With fentanyl, you don’t have to combine it with anything to stop breathing. It’s strong enough … that it’ll just knock you out. It’ll just kill you. So we have a huge interest in people who are using opioids outside the legal regulatory system. We have a huge interest in getting as many of them as possible, if they are unable or unwilling to stop now, to get their opioid from a legal supply.—Ethan Nadelmann

The last thing I would say on this is, the key now with opioids—especially before the explosion of fentanyl—is that most people don’t die of an overdose just from taking too much heroin or too much oxy. Normally, you’ve got to combine it with alcohol or benzos or tranquilizers, something like that. With fentanyl, you don’t have to combine it with anything to stop breathing. It’s strong enough—50 times the strength of heroin per microgram, or whatever—that it’ll just knock you out. It’ll just kill you. So we have a huge interest in getting people who are using opioids outside the legal regulatory system, if they are unable or unwilling to stop now, to get their opioids from a legal source.
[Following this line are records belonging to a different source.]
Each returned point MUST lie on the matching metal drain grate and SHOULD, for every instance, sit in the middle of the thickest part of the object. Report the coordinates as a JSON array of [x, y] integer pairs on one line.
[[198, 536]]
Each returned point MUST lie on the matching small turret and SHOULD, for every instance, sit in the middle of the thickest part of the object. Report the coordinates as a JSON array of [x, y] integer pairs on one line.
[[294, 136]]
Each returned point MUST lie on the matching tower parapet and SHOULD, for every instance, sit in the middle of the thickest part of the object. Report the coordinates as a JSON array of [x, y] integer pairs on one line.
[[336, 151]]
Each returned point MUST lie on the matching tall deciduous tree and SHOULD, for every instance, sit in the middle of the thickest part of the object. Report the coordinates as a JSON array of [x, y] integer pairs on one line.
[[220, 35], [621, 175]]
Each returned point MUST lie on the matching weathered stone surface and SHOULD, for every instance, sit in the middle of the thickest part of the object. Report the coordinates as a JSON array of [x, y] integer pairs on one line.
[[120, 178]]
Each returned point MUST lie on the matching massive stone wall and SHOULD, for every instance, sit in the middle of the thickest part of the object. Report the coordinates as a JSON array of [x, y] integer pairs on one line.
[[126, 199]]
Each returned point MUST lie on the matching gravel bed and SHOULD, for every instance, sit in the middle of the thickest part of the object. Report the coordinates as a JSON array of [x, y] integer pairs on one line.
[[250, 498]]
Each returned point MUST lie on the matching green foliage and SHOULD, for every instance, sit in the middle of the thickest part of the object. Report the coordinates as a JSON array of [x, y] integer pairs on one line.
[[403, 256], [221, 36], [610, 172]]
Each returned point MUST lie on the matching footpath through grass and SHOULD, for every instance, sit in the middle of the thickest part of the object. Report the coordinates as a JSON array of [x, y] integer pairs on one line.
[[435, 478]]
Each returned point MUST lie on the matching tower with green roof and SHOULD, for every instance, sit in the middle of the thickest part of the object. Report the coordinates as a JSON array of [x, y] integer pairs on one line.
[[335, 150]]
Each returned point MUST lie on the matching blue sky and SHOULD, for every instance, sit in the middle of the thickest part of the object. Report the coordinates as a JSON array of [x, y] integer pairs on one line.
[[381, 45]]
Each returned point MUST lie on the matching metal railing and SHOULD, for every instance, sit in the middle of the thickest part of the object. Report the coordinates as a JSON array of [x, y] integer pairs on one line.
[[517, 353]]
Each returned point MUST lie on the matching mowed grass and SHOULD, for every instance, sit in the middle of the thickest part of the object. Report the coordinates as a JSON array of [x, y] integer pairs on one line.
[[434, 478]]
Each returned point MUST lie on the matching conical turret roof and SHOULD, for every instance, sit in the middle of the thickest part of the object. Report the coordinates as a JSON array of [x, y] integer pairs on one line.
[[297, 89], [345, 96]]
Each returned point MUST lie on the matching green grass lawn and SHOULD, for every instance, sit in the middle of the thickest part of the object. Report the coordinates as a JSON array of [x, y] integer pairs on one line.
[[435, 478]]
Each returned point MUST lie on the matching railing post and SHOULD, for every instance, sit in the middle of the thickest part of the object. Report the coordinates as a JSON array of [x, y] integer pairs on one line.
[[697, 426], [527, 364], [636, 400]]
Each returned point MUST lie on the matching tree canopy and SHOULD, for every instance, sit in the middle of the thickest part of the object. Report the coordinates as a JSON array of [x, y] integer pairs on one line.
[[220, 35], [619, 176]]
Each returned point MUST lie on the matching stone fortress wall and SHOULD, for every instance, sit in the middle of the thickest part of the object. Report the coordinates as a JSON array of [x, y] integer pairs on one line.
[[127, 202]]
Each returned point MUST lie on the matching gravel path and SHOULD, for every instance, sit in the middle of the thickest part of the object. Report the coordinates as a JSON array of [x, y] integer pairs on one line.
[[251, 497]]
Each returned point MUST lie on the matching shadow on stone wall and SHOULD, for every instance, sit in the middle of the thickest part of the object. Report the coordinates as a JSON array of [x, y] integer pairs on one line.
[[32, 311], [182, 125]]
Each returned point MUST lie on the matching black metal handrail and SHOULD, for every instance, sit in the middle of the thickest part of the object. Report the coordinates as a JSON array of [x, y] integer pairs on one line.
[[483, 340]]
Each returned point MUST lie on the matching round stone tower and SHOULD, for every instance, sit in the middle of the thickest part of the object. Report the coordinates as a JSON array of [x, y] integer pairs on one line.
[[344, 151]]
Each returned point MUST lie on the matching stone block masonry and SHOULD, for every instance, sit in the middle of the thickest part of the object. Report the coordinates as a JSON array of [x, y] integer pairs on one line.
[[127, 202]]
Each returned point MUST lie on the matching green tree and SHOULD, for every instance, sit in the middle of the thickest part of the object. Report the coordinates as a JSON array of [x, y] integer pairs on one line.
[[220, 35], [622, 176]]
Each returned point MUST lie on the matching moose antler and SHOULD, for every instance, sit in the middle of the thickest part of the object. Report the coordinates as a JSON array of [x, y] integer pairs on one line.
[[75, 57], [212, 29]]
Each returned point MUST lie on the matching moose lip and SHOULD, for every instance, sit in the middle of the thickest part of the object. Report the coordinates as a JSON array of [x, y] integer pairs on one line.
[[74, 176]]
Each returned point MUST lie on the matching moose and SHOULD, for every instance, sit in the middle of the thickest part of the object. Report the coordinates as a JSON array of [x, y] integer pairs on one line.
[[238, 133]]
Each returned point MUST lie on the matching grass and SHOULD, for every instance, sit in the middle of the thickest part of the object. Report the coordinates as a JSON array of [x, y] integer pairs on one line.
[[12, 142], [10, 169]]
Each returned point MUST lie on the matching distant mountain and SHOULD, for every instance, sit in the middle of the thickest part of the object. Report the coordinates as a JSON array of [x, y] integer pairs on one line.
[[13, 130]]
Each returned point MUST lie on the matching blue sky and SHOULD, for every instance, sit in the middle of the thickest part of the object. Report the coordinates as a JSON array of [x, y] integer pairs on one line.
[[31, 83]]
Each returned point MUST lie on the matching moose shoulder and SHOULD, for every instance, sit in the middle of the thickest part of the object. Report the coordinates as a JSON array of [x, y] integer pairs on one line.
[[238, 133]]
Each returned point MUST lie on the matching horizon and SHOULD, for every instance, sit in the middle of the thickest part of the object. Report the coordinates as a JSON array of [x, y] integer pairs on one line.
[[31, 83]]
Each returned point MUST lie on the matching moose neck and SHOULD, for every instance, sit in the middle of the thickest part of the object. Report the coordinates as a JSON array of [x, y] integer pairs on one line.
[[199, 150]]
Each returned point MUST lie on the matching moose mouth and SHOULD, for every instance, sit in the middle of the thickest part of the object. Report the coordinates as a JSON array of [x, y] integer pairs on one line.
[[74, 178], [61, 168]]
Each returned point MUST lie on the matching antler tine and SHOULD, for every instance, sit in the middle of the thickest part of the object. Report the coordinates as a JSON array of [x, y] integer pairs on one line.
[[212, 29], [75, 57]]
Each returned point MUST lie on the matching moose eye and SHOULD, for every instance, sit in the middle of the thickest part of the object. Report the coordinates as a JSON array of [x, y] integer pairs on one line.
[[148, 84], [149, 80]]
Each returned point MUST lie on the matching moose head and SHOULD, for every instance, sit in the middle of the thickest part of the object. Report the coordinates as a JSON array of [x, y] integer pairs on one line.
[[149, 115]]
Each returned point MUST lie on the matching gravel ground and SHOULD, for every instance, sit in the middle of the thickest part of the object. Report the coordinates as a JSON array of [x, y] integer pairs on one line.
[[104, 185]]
And that’s why I’m going to make sure to have an episode about what’s going on in Vancouver, British Columbia, where they’re talking about safe supply. It’s about how you take people using street drugs daily, at dramatic risk of both various infections as well as overdose and death, and find a way to allow them to have legal access to the substance they desire without making it more broadly available to the broader community in ways that could create some greater net harm. That’s the challenge, ultimately, of drug policy.